RAP Example Pipeline - Python using PySpark

❗ Warning: this repository may contain references internal to NHS England that cannot be accessed publicly

This repo contains a simple example pipeline to act as an example of RAP good-practice with Python.

Processes Flow-chart

flowchart TB 
    %% Input
    A_ts(Artificial HES data)
    B_ts(Script to pull down to CSV)
    B_one(Script to pull down to API)

    %% Processes
    C_ts(All of England)
    C_one(Regional distribution)
    C_two(ICB distribution)

    D_ts(Count the number of episodes)
    D_one(Number of unique individuals)


    %% Output
    E_ts(CSV output)
    E_one(Graph output)

    %% Generating flowchart
    subgraph Input
    A_ts:::thin_slice==>B_ts
    A_ts-->B_one
    end

    subgraph Processes
    B_ts:::thin_slice==>C_ts
    B_ts-->C_one
    B_ts-->C_two

    
    C_ts:::thin_slice==>D_ts
    C_ts-->D_one

 

    end

    subgraph Output
    D_ts:::thin_slice==>E_ts:::thin_slice
    D_ts-->E_one
    end

%% Colour formatting
classDef thin_slice fill:#CCFFCC,stroke:#333,stroke-width:4px

Contact

This repository is maintained by the NHS England Data Science Team.
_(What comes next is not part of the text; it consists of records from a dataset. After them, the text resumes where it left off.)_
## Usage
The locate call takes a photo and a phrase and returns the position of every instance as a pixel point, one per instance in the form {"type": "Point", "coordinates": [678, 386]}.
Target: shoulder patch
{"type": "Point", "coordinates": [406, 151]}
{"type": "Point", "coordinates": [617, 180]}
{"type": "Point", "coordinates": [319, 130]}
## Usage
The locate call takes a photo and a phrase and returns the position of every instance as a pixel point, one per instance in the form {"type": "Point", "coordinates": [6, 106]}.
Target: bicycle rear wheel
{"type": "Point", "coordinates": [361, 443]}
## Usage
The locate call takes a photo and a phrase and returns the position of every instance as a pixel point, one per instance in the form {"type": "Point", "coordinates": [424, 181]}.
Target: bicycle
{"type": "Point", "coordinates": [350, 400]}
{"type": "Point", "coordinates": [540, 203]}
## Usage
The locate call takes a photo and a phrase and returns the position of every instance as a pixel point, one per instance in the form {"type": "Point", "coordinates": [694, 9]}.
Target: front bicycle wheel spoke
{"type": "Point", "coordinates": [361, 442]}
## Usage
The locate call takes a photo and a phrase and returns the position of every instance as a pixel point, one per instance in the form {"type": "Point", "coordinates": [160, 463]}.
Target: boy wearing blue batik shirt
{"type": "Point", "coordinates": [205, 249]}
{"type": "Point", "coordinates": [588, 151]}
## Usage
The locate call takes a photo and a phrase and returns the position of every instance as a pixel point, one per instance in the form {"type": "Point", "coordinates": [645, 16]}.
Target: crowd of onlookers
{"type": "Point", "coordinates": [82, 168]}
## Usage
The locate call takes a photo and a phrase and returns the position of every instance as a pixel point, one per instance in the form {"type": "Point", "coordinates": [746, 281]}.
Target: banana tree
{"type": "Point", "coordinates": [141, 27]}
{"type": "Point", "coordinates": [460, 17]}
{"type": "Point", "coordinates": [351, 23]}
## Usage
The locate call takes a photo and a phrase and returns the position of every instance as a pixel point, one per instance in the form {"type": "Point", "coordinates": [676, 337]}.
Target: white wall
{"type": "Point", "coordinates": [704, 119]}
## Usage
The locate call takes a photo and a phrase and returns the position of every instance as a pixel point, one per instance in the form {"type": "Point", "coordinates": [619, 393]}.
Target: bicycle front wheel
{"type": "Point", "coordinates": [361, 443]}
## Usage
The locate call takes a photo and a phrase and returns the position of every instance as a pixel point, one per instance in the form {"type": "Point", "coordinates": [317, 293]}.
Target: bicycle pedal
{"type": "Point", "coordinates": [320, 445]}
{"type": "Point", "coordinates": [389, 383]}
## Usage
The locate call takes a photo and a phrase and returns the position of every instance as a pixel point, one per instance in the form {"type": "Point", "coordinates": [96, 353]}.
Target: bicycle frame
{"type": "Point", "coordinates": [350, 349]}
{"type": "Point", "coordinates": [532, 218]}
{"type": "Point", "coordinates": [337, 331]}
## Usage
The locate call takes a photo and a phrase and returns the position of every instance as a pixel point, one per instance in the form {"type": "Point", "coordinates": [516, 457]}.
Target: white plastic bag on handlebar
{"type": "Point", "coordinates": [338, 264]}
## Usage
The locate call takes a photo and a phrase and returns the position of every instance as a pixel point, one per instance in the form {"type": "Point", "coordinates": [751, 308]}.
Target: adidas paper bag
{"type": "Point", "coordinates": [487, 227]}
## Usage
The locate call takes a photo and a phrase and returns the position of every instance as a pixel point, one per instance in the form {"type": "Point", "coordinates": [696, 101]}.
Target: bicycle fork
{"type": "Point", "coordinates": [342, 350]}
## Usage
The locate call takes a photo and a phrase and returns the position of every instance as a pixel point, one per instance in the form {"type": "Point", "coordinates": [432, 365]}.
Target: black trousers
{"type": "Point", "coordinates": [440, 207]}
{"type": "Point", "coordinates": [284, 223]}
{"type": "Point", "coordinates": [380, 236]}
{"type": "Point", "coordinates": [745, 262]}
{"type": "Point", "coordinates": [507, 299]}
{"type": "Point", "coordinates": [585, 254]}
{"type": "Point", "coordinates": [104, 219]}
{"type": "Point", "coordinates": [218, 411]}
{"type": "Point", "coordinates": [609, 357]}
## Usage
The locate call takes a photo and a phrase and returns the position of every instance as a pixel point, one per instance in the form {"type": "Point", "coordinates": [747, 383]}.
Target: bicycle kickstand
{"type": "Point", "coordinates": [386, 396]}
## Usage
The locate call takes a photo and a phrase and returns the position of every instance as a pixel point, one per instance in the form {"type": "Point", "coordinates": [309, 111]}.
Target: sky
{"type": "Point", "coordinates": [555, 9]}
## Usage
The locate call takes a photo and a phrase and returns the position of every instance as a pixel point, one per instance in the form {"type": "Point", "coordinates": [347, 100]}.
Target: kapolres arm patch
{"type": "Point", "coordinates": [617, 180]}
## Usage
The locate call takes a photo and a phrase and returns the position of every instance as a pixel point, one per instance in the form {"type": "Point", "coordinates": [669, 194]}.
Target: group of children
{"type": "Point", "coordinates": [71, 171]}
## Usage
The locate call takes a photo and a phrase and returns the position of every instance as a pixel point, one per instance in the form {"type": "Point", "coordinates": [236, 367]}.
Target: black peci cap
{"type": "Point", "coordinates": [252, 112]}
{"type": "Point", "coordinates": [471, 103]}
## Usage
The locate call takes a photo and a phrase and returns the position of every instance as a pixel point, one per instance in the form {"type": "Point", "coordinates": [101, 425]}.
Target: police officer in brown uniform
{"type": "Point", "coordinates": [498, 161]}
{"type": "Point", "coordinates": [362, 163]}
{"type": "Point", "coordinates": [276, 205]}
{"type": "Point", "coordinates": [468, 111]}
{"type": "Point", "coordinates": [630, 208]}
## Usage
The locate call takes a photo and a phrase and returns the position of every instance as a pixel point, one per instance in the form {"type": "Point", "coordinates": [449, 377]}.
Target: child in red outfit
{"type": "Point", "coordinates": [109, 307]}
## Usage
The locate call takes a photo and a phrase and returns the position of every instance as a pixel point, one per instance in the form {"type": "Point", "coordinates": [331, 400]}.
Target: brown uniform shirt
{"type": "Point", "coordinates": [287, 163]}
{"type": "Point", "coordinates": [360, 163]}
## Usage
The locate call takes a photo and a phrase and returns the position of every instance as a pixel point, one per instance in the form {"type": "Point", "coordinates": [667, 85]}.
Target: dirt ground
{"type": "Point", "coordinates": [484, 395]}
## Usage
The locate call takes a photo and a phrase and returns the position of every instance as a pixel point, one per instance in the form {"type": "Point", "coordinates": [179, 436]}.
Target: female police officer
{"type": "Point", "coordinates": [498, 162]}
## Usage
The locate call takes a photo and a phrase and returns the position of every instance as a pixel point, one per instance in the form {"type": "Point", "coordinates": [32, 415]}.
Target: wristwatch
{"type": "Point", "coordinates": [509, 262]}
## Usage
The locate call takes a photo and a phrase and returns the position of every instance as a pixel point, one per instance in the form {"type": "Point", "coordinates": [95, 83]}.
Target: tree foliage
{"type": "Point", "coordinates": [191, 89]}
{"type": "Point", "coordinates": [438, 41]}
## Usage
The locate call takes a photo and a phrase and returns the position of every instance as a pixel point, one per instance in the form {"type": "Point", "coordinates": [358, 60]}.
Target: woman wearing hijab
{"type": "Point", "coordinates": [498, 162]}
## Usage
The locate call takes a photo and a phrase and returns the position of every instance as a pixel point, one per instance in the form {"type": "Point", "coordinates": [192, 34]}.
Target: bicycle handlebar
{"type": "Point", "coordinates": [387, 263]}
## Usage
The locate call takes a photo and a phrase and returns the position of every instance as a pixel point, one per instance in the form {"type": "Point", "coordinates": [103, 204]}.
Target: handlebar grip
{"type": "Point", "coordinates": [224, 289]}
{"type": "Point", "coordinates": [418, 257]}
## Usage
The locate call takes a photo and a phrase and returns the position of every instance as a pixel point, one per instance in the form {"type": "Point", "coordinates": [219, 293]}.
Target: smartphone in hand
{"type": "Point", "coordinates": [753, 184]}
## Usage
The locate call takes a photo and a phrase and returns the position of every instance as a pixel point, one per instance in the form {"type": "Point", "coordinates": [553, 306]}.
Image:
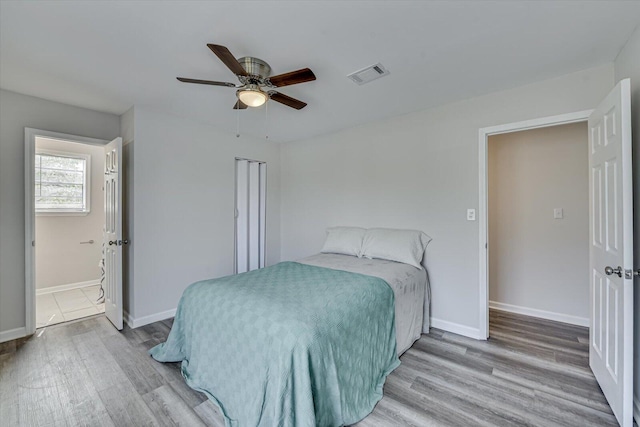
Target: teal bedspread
{"type": "Point", "coordinates": [287, 345]}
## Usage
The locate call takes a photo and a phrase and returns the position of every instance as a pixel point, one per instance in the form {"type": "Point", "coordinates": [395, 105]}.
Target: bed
{"type": "Point", "coordinates": [306, 343]}
{"type": "Point", "coordinates": [409, 284]}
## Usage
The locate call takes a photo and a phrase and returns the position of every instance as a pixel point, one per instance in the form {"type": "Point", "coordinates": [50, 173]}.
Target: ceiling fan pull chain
{"type": "Point", "coordinates": [238, 121]}
{"type": "Point", "coordinates": [266, 121]}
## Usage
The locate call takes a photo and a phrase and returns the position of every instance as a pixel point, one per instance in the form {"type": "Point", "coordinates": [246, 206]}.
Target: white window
{"type": "Point", "coordinates": [251, 199]}
{"type": "Point", "coordinates": [62, 182]}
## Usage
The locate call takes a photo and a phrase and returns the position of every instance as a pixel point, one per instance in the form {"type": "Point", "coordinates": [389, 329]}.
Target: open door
{"type": "Point", "coordinates": [113, 232]}
{"type": "Point", "coordinates": [611, 250]}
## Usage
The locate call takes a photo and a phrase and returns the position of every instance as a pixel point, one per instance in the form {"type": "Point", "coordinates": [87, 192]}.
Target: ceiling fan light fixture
{"type": "Point", "coordinates": [252, 96]}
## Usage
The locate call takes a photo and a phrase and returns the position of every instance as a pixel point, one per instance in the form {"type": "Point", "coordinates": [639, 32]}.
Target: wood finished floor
{"type": "Point", "coordinates": [531, 372]}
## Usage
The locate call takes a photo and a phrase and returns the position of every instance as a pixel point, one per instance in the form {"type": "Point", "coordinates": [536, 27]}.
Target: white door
{"type": "Point", "coordinates": [611, 250]}
{"type": "Point", "coordinates": [251, 190]}
{"type": "Point", "coordinates": [113, 232]}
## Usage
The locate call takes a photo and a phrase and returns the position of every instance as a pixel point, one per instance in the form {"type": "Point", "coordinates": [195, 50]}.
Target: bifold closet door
{"type": "Point", "coordinates": [250, 214]}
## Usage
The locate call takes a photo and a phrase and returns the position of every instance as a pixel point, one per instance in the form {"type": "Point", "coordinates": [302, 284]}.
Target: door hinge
{"type": "Point", "coordinates": [628, 273]}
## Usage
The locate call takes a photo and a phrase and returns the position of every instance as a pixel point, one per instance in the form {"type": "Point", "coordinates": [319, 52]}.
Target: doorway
{"type": "Point", "coordinates": [64, 219]}
{"type": "Point", "coordinates": [538, 210]}
{"type": "Point", "coordinates": [484, 135]}
{"type": "Point", "coordinates": [69, 208]}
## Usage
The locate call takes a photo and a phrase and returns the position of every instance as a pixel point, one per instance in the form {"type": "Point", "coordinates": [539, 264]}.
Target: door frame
{"type": "Point", "coordinates": [483, 209]}
{"type": "Point", "coordinates": [30, 135]}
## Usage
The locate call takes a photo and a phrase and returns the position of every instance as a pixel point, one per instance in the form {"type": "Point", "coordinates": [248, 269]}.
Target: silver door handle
{"type": "Point", "coordinates": [609, 271]}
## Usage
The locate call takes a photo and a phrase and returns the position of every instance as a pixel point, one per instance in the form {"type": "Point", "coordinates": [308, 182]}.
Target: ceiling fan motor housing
{"type": "Point", "coordinates": [255, 67]}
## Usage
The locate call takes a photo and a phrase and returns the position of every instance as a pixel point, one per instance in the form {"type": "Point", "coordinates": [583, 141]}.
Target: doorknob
{"type": "Point", "coordinates": [609, 271]}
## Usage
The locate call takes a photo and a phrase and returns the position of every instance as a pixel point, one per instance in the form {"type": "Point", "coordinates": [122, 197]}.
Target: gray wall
{"type": "Point", "coordinates": [17, 112]}
{"type": "Point", "coordinates": [418, 171]}
{"type": "Point", "coordinates": [627, 65]}
{"type": "Point", "coordinates": [183, 194]}
{"type": "Point", "coordinates": [531, 173]}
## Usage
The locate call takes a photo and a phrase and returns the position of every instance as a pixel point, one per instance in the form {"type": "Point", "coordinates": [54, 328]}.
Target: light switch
{"type": "Point", "coordinates": [471, 214]}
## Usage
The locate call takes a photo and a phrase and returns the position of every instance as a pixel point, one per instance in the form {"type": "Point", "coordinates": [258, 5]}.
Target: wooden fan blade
{"type": "Point", "coordinates": [228, 59]}
{"type": "Point", "coordinates": [205, 82]}
{"type": "Point", "coordinates": [287, 100]}
{"type": "Point", "coordinates": [240, 105]}
{"type": "Point", "coordinates": [292, 78]}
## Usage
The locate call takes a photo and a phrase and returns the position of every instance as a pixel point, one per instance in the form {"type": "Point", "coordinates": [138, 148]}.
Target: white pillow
{"type": "Point", "coordinates": [406, 246]}
{"type": "Point", "coordinates": [344, 240]}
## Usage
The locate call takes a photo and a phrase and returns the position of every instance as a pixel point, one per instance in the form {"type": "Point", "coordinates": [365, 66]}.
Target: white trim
{"type": "Point", "coordinates": [30, 135]}
{"type": "Point", "coordinates": [456, 328]}
{"type": "Point", "coordinates": [145, 320]}
{"type": "Point", "coordinates": [67, 287]}
{"type": "Point", "coordinates": [13, 334]}
{"type": "Point", "coordinates": [483, 135]}
{"type": "Point", "coordinates": [541, 314]}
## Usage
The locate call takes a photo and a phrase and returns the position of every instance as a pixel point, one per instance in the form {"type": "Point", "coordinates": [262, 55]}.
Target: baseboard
{"type": "Point", "coordinates": [145, 320]}
{"type": "Point", "coordinates": [13, 334]}
{"type": "Point", "coordinates": [456, 328]}
{"type": "Point", "coordinates": [68, 287]}
{"type": "Point", "coordinates": [542, 314]}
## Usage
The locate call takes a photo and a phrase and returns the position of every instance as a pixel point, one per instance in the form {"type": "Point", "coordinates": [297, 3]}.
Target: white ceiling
{"type": "Point", "coordinates": [110, 55]}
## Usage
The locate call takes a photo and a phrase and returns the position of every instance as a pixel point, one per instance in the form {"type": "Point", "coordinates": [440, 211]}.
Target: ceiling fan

To contact us raise an issue on Github or via email.

See our (and our colleagues') other work here: NHS England Analytical Services

Description

Reproducible Analytical Pipelines can seem quite abstract - so this repo is meant to serve as a real example, that anyone can run, to see RAP in action.

The pipeline uses artificial HES data, which was chosen as it is "like" real data used in our industry, but also freely available.

This example pipeline uses Apache Spark, which will be installed locally in your environment when you go through the "Getting Started" steps below.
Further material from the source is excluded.